The first speaker, Eamon Gilmore, EU Special Representative for Human Rights, spoke about the efforts that the EU has taken, and is still taking, to protect vulnerable women and girls. He shared shocking statistics about human trafficking. For example, 50% of human trafficking is connected with sexual exploitation, and out of every ten kidnapped people, five are adult women while two are minor girls.

He also mentioned that even if new laws are being made against human trafficking and sexual abuse, reality and law are not always in line.

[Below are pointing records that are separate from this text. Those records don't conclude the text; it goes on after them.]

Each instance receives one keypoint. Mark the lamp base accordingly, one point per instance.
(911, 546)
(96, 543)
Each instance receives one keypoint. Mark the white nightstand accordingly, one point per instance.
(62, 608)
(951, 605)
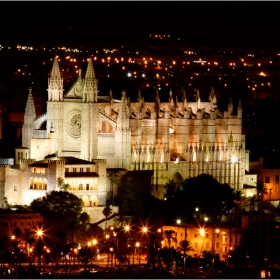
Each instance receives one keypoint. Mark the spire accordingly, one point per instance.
(213, 99)
(55, 89)
(139, 98)
(157, 104)
(230, 107)
(90, 86)
(123, 116)
(184, 99)
(30, 113)
(239, 109)
(171, 101)
(197, 99)
(197, 95)
(111, 100)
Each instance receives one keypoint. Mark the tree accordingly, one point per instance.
(58, 204)
(61, 211)
(114, 182)
(169, 235)
(84, 218)
(107, 211)
(204, 193)
(61, 184)
(185, 246)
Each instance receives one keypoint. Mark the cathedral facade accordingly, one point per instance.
(174, 139)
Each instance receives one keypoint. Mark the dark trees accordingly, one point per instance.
(199, 197)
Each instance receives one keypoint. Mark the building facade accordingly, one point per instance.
(175, 140)
(206, 238)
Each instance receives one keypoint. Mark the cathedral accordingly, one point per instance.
(83, 135)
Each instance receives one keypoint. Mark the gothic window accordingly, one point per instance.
(31, 183)
(106, 127)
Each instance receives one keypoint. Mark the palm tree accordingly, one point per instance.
(251, 202)
(169, 235)
(114, 182)
(185, 246)
(107, 211)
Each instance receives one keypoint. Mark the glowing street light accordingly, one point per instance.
(202, 231)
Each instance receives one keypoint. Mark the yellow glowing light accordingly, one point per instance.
(202, 231)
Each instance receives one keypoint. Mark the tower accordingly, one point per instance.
(55, 89)
(90, 85)
(123, 135)
(89, 116)
(29, 116)
(55, 117)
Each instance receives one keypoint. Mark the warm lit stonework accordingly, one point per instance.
(85, 134)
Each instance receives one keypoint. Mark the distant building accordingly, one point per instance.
(83, 137)
(10, 221)
(215, 240)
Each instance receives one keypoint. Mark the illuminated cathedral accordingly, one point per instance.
(83, 135)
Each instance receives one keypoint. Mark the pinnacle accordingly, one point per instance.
(30, 108)
(55, 70)
(90, 71)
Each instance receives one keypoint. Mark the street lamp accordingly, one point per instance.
(144, 229)
(111, 250)
(39, 234)
(137, 246)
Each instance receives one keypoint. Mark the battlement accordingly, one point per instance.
(99, 160)
(51, 161)
(5, 165)
(28, 161)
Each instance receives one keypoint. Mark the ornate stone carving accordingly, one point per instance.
(74, 123)
(78, 90)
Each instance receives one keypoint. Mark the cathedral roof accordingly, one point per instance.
(68, 161)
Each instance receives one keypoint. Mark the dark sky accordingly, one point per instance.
(237, 24)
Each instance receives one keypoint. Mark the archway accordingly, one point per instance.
(85, 200)
(177, 179)
(93, 201)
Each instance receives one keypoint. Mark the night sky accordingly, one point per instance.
(233, 24)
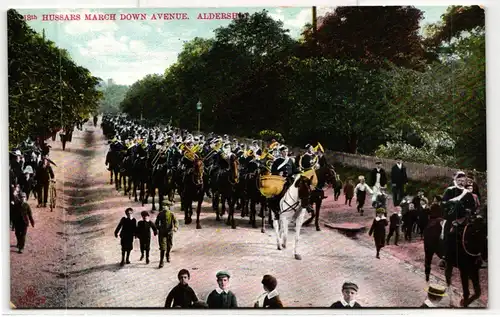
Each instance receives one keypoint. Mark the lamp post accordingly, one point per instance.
(198, 108)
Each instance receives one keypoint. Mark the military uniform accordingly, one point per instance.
(166, 224)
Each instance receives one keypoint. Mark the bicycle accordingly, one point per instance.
(52, 195)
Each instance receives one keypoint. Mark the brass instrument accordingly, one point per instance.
(216, 148)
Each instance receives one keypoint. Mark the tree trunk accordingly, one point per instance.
(352, 145)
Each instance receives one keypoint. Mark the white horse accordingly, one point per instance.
(292, 208)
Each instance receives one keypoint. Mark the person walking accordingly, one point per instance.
(167, 224)
(399, 179)
(23, 217)
(271, 298)
(349, 292)
(182, 295)
(127, 229)
(378, 230)
(144, 228)
(222, 297)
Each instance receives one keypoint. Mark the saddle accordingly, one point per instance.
(271, 185)
(311, 174)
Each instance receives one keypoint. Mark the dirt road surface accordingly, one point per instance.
(72, 258)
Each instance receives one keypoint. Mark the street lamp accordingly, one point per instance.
(198, 108)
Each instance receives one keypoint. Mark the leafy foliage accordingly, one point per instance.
(362, 83)
(47, 90)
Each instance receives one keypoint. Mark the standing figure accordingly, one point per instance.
(144, 227)
(399, 179)
(222, 297)
(271, 298)
(395, 223)
(348, 192)
(337, 188)
(43, 175)
(182, 295)
(349, 292)
(378, 230)
(127, 230)
(360, 191)
(22, 218)
(167, 224)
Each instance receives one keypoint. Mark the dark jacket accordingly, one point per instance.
(181, 295)
(222, 300)
(373, 177)
(399, 176)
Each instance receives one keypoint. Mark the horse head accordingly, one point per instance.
(304, 186)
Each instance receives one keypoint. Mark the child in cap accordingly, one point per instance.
(144, 228)
(271, 298)
(360, 191)
(435, 294)
(349, 292)
(378, 230)
(222, 297)
(182, 295)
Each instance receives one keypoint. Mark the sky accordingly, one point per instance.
(128, 50)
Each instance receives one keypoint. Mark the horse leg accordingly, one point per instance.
(318, 207)
(198, 210)
(298, 225)
(278, 230)
(473, 274)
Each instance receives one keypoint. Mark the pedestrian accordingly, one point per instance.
(348, 300)
(271, 298)
(378, 230)
(348, 192)
(127, 230)
(395, 223)
(435, 294)
(182, 295)
(143, 232)
(399, 179)
(337, 188)
(360, 191)
(222, 297)
(167, 224)
(23, 217)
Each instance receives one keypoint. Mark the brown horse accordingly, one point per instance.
(325, 175)
(193, 190)
(228, 184)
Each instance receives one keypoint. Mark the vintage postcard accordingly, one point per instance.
(281, 157)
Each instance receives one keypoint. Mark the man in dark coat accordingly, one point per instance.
(43, 175)
(22, 218)
(127, 230)
(222, 297)
(182, 295)
(399, 179)
(144, 228)
(349, 292)
(167, 224)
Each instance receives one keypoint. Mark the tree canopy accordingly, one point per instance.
(47, 90)
(365, 82)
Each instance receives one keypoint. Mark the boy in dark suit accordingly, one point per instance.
(222, 297)
(349, 292)
(144, 227)
(182, 295)
(271, 298)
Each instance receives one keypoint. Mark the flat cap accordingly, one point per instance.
(222, 274)
(350, 285)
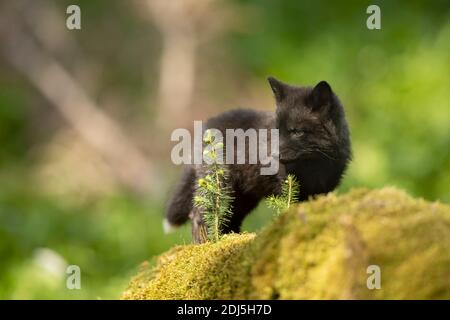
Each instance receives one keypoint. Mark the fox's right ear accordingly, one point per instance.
(278, 88)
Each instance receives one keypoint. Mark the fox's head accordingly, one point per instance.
(311, 122)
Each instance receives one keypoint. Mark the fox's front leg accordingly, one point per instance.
(199, 229)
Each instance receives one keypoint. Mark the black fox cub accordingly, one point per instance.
(314, 145)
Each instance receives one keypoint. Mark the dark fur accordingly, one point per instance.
(314, 146)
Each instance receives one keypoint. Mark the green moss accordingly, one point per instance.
(317, 250)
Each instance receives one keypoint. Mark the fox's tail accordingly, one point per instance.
(180, 205)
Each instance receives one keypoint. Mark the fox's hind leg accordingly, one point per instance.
(180, 205)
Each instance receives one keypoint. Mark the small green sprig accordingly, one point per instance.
(213, 196)
(288, 196)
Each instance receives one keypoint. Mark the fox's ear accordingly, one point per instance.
(321, 94)
(278, 88)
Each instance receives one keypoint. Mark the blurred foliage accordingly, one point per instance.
(393, 82)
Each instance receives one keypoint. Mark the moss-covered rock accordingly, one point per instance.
(317, 250)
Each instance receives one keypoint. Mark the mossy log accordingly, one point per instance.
(319, 249)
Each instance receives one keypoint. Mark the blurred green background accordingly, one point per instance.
(87, 185)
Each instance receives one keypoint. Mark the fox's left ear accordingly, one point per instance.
(321, 94)
(278, 88)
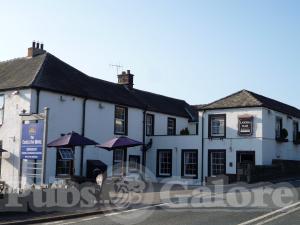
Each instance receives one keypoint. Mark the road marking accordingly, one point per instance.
(91, 218)
(270, 214)
(278, 216)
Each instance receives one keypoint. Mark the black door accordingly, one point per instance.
(245, 160)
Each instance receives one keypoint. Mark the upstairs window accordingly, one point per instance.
(171, 126)
(295, 131)
(278, 127)
(1, 109)
(149, 124)
(120, 120)
(217, 126)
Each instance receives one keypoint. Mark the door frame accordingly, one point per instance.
(209, 160)
(237, 158)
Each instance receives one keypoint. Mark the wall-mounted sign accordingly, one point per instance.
(245, 126)
(32, 141)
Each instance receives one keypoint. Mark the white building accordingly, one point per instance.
(97, 109)
(243, 128)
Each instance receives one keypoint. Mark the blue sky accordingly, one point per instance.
(194, 50)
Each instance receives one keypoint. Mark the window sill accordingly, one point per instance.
(281, 140)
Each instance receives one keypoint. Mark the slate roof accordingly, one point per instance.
(47, 72)
(245, 98)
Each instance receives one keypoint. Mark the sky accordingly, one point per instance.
(194, 50)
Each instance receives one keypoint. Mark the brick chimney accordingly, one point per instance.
(126, 78)
(36, 49)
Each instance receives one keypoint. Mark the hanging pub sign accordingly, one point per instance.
(32, 141)
(245, 125)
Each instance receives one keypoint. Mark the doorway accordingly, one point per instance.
(245, 161)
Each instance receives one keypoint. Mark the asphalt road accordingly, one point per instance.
(165, 214)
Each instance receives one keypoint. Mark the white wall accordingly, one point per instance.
(10, 133)
(233, 142)
(273, 149)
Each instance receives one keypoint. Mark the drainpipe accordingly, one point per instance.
(202, 152)
(144, 146)
(83, 134)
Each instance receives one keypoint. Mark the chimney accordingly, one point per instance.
(36, 49)
(126, 79)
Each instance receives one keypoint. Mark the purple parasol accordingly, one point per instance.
(71, 140)
(119, 142)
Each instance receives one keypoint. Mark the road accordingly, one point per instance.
(187, 214)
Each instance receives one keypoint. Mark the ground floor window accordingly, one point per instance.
(189, 163)
(217, 162)
(164, 163)
(118, 162)
(65, 162)
(134, 163)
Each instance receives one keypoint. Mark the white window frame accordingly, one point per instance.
(164, 164)
(120, 122)
(149, 124)
(118, 163)
(217, 125)
(187, 162)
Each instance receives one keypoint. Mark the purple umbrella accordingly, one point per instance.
(119, 142)
(71, 140)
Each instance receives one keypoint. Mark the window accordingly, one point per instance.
(189, 164)
(1, 109)
(171, 126)
(217, 126)
(149, 124)
(118, 162)
(295, 130)
(217, 162)
(120, 120)
(65, 162)
(164, 163)
(134, 163)
(278, 127)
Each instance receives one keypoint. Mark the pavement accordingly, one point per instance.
(185, 206)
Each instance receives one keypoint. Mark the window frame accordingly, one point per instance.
(159, 151)
(69, 162)
(295, 124)
(210, 151)
(210, 119)
(125, 120)
(153, 123)
(183, 175)
(173, 128)
(138, 161)
(2, 110)
(122, 163)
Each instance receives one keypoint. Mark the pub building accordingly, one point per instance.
(43, 99)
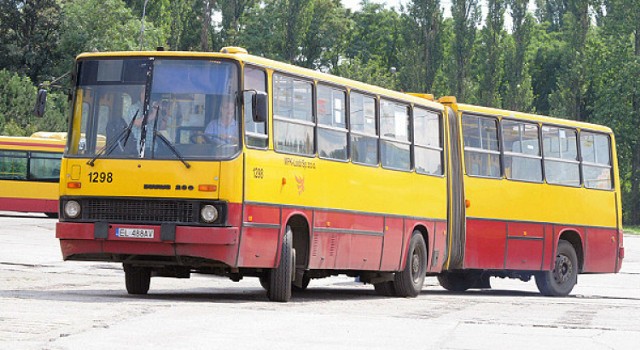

The second speaker, Maria Rumman, from Talitha Khum Network, joined the conference from Damascus, Syria. She was talking about sexual slavery in Syria and Iraq. She also said that it is vital to listen to minorities to be able to help them.

Tabassum Youssaf, a lawyer, and specialist in cases of abduction and sexual enslavement of women and girls, from Karachi, Pakistan, talked about the forced conversion of Christian girls in Pakistan, and about how the courts treat their cases of abduction differently from Muslims. The girls are usually forced to marry the men who abused them sexually, or they have the choice to go to shelter houses, where they are not safe, as they can be found by their abductor or by the abductor’s family.

The last speaker was Father Joseph Bature Fidelis, a clinical Psychologist in Maiduguri, Nigeria. He talked about the trauma of Christian women in Nigeria as victims of sexual exploitation by jihadists, especially by the Boko Haram terror group.

The webinar ended with the concluding words of Marcela Szymanski from ACN, the editor of the International Religious Freedom Report, and with questions from the audience. Marcela Szymanski thanked the speakers and the audience and invited everyone to help with the situation of these women.